How long do you think it will take Colonel Balvain and the army to get here?” Belgrave asked Naiya’Nal. They were sitting on their horses outside the gates of Norl.
“It should only take them a few more hours, but possibly longer if they stop to rest. It is almost a day’s march from where we were camped before.”
“Well, we might as well relax while we wait for them to arrive,” Belgrave said. He jumped off his horse and sat down under a tree. Naiya’Nal sat down next to him and offered him a piece of bread. As he ate it, he realized he was very hungry. He pulled out his own loaf of bread and broke off some to eat.
“Thank you for coming after me earlier,” Naiya’Nal said. “At times I feel that I need to prove that I am indeed fighting for the prophecies and that can make me act on impulse.”
“Don’t worry about it,” Belgrave replied. “While I don’t excuse Colonel Balvain’s remarks, everything still managed to work out to our advantage. Norl is free and none of the Barbidons have been harmed.”
“I hate this world!” Naiya’Nal cried out after sitting in silence for a few minutes. “Everywhere I go, people look at me with fear and distrust, and many of those that speak to me are often harsh with their words.”

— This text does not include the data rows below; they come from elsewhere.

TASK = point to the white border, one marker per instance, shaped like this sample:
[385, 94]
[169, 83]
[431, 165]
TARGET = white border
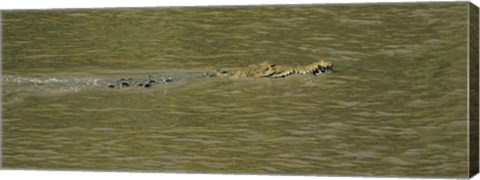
[62, 4]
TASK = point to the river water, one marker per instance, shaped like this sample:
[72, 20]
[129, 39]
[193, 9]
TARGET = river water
[396, 104]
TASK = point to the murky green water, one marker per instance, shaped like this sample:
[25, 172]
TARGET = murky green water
[396, 105]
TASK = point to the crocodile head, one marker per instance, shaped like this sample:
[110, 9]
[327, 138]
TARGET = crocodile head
[318, 67]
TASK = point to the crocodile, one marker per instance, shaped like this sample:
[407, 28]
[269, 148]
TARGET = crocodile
[267, 69]
[261, 70]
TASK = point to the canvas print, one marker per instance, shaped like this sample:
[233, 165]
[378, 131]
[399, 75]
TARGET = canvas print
[378, 89]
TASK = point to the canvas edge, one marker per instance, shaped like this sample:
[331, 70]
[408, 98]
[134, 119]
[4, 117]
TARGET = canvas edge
[473, 78]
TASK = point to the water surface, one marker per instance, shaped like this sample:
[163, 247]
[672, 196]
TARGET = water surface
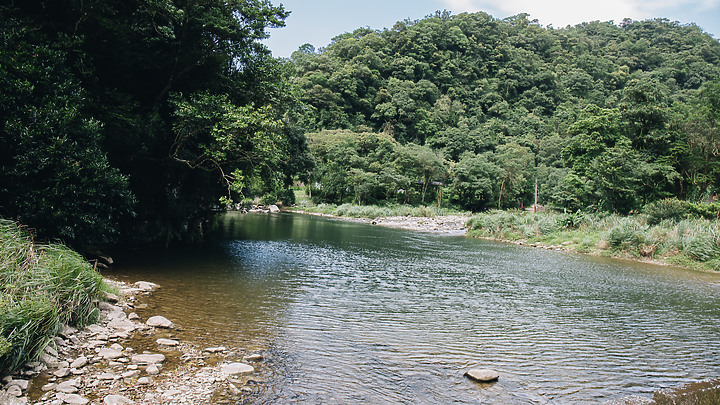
[354, 313]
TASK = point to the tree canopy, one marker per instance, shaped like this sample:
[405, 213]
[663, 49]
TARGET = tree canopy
[131, 119]
[604, 116]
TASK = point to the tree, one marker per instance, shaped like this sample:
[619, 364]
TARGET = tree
[54, 174]
[147, 73]
[515, 163]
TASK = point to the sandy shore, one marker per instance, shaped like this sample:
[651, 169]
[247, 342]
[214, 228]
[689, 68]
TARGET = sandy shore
[446, 224]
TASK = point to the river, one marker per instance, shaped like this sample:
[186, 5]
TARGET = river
[353, 313]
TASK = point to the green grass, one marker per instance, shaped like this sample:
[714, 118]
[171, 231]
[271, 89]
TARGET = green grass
[689, 242]
[41, 288]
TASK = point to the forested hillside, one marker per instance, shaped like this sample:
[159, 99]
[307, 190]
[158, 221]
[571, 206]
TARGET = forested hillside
[128, 120]
[471, 110]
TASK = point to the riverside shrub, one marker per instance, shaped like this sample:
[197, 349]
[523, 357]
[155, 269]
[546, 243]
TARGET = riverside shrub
[41, 288]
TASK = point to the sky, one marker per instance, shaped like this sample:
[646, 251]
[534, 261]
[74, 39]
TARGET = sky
[317, 21]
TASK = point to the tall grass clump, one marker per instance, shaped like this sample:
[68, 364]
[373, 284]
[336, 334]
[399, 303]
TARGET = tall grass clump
[41, 288]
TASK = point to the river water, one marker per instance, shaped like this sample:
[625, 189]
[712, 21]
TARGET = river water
[353, 313]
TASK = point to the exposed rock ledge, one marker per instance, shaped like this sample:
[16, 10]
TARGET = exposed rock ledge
[446, 224]
[98, 365]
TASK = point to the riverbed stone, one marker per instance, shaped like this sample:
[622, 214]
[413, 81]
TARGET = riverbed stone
[23, 384]
[146, 285]
[254, 357]
[159, 322]
[62, 372]
[124, 325]
[152, 369]
[68, 387]
[79, 362]
[236, 369]
[14, 391]
[148, 358]
[117, 400]
[106, 376]
[48, 387]
[167, 342]
[131, 374]
[74, 399]
[482, 375]
[110, 354]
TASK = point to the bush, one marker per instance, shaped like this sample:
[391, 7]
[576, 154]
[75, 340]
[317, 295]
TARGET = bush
[41, 288]
[669, 208]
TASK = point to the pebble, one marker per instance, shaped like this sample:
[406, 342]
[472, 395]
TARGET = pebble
[79, 362]
[117, 400]
[167, 342]
[152, 369]
[68, 387]
[148, 358]
[159, 322]
[236, 368]
[14, 391]
[482, 375]
[75, 399]
[110, 354]
[254, 357]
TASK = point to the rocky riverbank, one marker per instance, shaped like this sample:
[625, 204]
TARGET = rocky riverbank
[447, 224]
[124, 360]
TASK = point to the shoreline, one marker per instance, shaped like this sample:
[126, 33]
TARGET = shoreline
[455, 225]
[124, 359]
[443, 224]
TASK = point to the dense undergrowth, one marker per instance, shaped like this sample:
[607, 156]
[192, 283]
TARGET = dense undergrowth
[42, 286]
[671, 231]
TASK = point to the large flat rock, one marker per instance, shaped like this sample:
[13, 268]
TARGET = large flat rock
[482, 375]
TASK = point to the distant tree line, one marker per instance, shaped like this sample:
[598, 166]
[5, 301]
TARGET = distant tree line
[129, 120]
[472, 110]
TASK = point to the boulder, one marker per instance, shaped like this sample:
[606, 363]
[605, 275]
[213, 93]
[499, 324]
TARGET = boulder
[236, 369]
[482, 375]
[145, 285]
[159, 322]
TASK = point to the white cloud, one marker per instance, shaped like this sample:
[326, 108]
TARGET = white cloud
[560, 13]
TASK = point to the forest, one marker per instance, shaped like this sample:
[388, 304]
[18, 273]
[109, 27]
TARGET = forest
[127, 121]
[470, 111]
[137, 121]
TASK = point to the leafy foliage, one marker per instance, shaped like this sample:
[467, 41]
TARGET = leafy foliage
[41, 288]
[129, 120]
[604, 116]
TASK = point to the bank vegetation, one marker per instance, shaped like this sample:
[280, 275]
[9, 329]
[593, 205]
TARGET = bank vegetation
[42, 287]
[668, 231]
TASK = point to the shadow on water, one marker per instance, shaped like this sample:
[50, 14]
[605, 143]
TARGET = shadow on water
[351, 313]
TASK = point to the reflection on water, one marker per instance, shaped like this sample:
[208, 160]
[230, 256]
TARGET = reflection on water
[351, 313]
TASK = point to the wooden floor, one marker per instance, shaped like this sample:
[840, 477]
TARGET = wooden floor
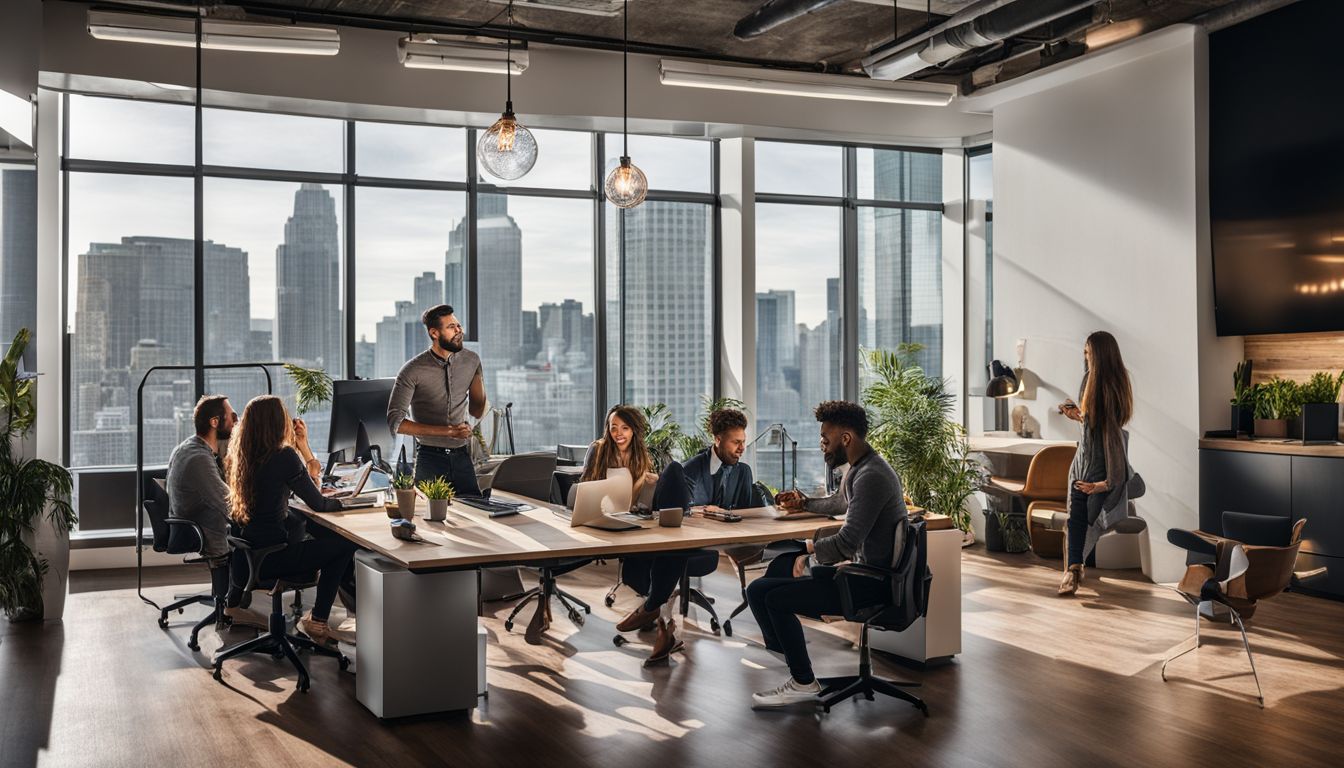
[1040, 682]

“I’m not thrilled to be here either,” Belgrave said. “The only reason the people follow me is because I give them hope that one day the Dark Wizard will be defeated. I would not worry what other people think of you. Only by helping me can you do your part to help fulfill the prophecies, and I do trust you.”
“What is your world like?” she asked.
“I wish I could take you there,” replied Belgrave. “It is hard to describe the things that you have never seen in such a way that you could envision them. There are great cities with millions of people and towers that are taller than fifty trees. We have machines that we ride that are faster than horses, and some machines that can take us into the sky!” Naiya’Nal was speechless as she tried creating mental pictures of the things that Belgrave described. “We have sent men to the moon, and one day we may send men even farther,” he continued.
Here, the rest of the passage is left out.